Si la défenderesse apure sa dette en sus des échéances courantes dues pour l’occupation du logement selon les modalités fixées au dispositif ci-après, elle sera réputée ne pas avoir été déchue du droit au maintien dans les lieux et considérée comme occupante de bonne foi, maintenue dans les lieux aux clauses et conditions du contrat originaire. Dans le cas contraire en revanche, son expulsion sera ordonnée.
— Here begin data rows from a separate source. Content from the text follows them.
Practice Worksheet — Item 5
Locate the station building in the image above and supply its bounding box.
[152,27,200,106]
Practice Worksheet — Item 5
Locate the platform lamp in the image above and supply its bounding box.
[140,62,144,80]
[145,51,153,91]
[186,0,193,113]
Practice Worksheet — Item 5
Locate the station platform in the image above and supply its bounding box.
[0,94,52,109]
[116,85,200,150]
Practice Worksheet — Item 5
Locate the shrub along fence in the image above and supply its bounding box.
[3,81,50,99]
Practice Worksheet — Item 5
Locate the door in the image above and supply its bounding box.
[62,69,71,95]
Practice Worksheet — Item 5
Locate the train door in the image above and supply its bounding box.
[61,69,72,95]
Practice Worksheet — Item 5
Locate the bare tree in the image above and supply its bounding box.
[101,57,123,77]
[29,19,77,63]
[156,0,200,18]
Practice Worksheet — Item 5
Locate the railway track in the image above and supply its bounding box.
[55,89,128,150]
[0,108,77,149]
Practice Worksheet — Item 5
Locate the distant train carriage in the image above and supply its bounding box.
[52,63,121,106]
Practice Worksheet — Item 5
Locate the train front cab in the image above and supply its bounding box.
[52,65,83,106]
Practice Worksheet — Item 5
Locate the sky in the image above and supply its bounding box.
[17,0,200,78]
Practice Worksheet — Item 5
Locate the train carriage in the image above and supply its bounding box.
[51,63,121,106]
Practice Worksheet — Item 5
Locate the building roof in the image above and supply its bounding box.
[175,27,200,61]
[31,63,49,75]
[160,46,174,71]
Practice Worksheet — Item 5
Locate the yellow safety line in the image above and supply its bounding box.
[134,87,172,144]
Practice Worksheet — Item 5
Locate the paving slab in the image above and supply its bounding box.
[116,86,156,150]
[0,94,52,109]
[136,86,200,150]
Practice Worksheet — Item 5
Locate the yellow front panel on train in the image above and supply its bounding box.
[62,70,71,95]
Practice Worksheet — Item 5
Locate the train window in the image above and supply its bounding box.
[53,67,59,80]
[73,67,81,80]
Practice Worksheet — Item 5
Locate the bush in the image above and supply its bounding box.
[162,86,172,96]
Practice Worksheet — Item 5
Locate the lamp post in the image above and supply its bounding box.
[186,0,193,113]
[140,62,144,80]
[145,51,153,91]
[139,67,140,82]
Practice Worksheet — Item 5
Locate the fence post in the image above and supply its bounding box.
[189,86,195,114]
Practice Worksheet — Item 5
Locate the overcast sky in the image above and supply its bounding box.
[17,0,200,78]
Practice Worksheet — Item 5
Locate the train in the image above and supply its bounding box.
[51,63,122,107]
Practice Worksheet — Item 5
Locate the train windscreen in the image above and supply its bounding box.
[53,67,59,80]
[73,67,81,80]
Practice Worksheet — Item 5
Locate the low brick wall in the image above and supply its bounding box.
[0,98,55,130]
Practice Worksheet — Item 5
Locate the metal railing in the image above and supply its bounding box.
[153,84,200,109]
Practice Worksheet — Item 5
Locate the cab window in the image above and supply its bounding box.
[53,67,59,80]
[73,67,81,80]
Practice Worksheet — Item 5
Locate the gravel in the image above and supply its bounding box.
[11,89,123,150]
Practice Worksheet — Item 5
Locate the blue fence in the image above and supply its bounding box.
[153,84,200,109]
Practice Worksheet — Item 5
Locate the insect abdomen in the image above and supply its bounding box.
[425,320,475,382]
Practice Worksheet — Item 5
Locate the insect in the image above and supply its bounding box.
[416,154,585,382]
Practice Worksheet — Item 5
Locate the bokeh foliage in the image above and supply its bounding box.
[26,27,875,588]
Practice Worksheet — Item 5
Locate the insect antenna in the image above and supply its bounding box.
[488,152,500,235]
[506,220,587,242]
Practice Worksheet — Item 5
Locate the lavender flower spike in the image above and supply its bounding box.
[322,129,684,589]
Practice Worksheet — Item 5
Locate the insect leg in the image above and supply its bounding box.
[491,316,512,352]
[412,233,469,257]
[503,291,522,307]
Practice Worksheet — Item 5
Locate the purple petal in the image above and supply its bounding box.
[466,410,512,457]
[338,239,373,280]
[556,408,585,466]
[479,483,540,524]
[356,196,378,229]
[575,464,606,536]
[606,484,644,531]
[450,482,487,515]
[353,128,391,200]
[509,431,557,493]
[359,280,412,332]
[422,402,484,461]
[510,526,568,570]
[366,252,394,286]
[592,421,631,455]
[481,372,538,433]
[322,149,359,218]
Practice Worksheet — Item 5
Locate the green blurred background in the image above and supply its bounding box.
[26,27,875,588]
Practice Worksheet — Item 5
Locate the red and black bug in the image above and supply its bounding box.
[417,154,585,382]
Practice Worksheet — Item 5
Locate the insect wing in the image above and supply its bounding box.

Sur les dépens et l’article 700 du code de procédure civile
Mme [S] [D], succombant, supportera les dépens de la présente procédure mais, compte tenu de sa situation économique précaire, il n’y a pas lieu à application de l’article 700 du code de procédure civile à son encontre.
PAR CES MOTIFS
Le Juge des Contentieux de la Protection, statuant par mise à disposition au greffe, par décision contradictoire et en premier ressort,
DIT n’y avoir lieu à statuer sur la régularité du congé ;
CONSTATE la résiliation au 28 février 2025, par suite du congé, du contrat de bail conclu entre l’Office Public d’Habitations à Loyer Modéré OPHEA, d’une part, et Mme [S] [D] d’autre part, portant sur un logement porte 16, étage 7, [Adresse 2] ;
PRONONCE la déchéance de Mme [S] [D] de son droit au maintien dans les lieux ;
CONDAMNE Mme [S] [D] à verser à OPHEA la somme de 7 338,78 euros, correspondant au montant de l’arriéré de loyers, charges et indemnités d’occupation au 13 octobre 2025, avec les intérêts au taux légal à compter de la présente décision ;
CONDAMNE Mme [S] [D] à payer à OPHEA à terme échu, au plus tard le 10 du mois, une indemnité d’occupation équivalente au montant du loyer et des avances sur charges qui aurait été dû si le bail n’avait pas été résilié, à compter du mois d’octobre 2025 jusqu’à parfaite évacuation des lieux, révisable selon les mêmes modalités que le loyer et l’avance sur charges ;
ACCORDE à Mme [S] [D] un délai de 24 mois (sauf meilleur accord) pour s’acquitter de sa dette et dit qu’elle devra le faire en 23 mensualités de 65 euros chacune et une 24ème mensualité soldant la dette en principal, intérêts et frais, et ce en sus du paiement des échéances courantes de loyer et de charges ;
DIT que ces mensualités seront payables le 10 de chaque mois et pour la première fois le 10 du mois suivant la signification du présent jugement ;
DIT qu’en cas de respect de ces modalités d’apurement de la dette locative, la déchéance du droit au maintien dans les lieux sera réputée ne pas avoir été prononcée ;
DIT qu’en revanche faute de règlement d’une seule mensualité à l’échéance prévue, en sus du paiement du loyer et des charges courants :
— la totalité de la dette redeviendra immédiatement et de plein droit exigible sans autre formalité et la déchéance du droit au maintien dans les lieux reprendra son plein effet ;
— OPHEA sera autorisé à faire procéder à l’expulsion de Mme [S] [D], des locaux visés ci-dessus et de tous occupants de son chef, avec le concours de la force publique et l’assistance d’un serrurier si nécessaire, faute de délaissement volontaire des lieux au plus tard deux mois après la signification du commandement d’avoir à libérer les locaux (articles L 412-1 du code des procédures civiles d’exécution) ;
— les meubles et objets se trouvant sur les lieux suivront le sort prévu par les articles L 433-1 et 433-2 du code des procédures civiles d’exécution ;
DIT n’y avoir lieu à application de l’article 700 du code de procédure civile ;
CONDAMNE Mme [S] [D] aux dépens ;
RAPPELLE que la présente décision bénéficie de l’exécution provisoire de plein droit en toutes ses dispositions;
ORDONNE la transmission de la présente décision à Madame le Préfet du Bas-Rhin.
Ainsi fait et prononcé les jour, mois et an susdits, siégeant Madame GARCZYNSKI, présidant l’audience, assistée de Madame le greffier, qui ont signé la minute de la présente décision.